The idea of a zoomable user interface has been around for a long time, but I mostly find it to be an unpleasant experience in practice. So I was surprised to find myself enjoying zooming around the virtual bookstore called Zoomii.com (which I first came across on ReadWriteWeb). A couple of things made the experience work reasonably well. First of all, there is no special client software to install, which says a lot about the state of web programming and modern browsers.
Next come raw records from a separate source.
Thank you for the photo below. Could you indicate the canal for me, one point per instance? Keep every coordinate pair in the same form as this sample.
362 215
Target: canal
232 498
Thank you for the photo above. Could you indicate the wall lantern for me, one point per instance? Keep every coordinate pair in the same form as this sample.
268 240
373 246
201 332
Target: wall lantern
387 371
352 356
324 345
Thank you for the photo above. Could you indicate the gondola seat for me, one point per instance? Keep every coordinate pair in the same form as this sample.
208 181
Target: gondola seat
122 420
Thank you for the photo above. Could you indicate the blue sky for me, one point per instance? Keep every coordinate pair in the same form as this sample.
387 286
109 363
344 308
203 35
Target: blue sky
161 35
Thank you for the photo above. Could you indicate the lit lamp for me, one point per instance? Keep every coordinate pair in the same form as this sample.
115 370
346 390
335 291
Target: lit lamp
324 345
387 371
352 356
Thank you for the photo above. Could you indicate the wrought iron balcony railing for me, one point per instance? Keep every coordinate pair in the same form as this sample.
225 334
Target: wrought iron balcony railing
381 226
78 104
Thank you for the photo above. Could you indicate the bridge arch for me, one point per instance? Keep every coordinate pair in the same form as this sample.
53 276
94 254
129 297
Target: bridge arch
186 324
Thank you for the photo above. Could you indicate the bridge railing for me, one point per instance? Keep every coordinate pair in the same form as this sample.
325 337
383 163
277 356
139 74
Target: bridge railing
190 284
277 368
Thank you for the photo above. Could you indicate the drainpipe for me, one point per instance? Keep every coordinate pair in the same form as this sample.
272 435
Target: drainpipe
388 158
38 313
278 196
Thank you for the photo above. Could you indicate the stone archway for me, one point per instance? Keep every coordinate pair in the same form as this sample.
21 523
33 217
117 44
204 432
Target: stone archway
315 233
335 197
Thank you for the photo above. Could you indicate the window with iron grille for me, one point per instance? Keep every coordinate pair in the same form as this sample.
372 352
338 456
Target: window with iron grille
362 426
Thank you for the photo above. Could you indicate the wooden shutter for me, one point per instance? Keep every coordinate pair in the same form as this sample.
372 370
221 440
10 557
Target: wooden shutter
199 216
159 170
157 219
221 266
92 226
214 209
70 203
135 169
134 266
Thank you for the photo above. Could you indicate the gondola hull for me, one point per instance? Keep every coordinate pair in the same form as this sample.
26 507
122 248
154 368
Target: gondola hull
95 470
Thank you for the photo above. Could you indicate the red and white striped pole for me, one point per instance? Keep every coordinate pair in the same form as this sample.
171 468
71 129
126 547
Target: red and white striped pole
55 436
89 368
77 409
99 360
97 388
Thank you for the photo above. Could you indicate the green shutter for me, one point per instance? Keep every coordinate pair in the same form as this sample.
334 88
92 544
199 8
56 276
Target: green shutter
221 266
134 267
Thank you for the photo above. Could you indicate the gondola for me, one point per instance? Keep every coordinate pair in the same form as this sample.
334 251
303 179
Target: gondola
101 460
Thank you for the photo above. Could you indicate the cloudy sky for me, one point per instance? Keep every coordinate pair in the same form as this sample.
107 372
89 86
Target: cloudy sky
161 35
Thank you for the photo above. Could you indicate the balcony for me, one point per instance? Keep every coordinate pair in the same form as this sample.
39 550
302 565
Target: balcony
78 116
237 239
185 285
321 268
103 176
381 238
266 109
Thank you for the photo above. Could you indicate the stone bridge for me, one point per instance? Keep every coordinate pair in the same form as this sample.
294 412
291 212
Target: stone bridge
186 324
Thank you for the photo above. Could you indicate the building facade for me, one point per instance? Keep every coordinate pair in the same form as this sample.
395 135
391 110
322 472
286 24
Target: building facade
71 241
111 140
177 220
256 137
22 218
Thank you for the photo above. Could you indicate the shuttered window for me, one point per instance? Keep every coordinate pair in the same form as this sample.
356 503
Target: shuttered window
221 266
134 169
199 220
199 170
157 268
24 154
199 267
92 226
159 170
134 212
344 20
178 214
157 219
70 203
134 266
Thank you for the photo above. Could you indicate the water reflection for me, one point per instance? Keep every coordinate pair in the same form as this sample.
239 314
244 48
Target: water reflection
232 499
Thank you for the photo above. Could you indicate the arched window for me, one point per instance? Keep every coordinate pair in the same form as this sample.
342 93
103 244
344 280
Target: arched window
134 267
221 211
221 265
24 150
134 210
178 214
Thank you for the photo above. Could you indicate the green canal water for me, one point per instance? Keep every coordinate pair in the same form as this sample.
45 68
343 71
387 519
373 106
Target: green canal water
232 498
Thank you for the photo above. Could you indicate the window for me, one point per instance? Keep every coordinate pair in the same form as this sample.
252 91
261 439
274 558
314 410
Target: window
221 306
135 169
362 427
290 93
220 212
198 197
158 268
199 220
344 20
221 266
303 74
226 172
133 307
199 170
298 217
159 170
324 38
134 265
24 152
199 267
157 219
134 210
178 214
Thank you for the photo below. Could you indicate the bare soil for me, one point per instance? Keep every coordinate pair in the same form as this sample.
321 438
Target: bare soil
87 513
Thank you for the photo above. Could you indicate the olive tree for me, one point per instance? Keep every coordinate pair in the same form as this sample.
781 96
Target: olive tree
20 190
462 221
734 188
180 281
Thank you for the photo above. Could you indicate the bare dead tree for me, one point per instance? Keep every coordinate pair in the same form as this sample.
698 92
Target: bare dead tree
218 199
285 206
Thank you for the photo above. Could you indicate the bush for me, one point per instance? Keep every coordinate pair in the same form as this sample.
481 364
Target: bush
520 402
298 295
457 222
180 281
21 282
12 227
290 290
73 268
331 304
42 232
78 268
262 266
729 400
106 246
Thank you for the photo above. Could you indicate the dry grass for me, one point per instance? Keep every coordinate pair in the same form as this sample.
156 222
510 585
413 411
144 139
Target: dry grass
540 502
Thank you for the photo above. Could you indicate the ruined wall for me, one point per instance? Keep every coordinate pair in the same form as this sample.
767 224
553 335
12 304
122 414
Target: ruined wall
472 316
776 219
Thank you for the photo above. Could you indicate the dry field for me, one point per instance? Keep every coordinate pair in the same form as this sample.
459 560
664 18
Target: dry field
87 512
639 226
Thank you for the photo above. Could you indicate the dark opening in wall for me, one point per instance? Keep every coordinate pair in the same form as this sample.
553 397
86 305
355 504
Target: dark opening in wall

It’s easy to see how this is an extension of the kind of thinking behind Google Maps. The zooming animation isn’t great, but it’s passable. Next, the spatial scaling is consistent and unambiguous, which is to say, it’s as if you’re getting closer to a farther away from real three-dimensional books. One of the things I find disorienting about zoomable interfaces is when the fonts scale differently from the rest of the geometry. I lose the sense of where I am. The navigation in Zoomii is solid. And finally, I just love browsing real books in real bookstores, and this is a pretty good proxy. And I may need to get used to it, since the existence of real bookstores tends toward zero for large values of soon.

What I’d really like to do is use this UI for my own book collection. It should be straightforward to mate Zoomii with the wonderful book managing site LibraryThing. In theory, I love grouping my books in thoughtful clusters, but in practice it’s too much of a pain, and so my books like scattered all over the house. Having them all in one big convenient virtual library would give me the best of both worlds.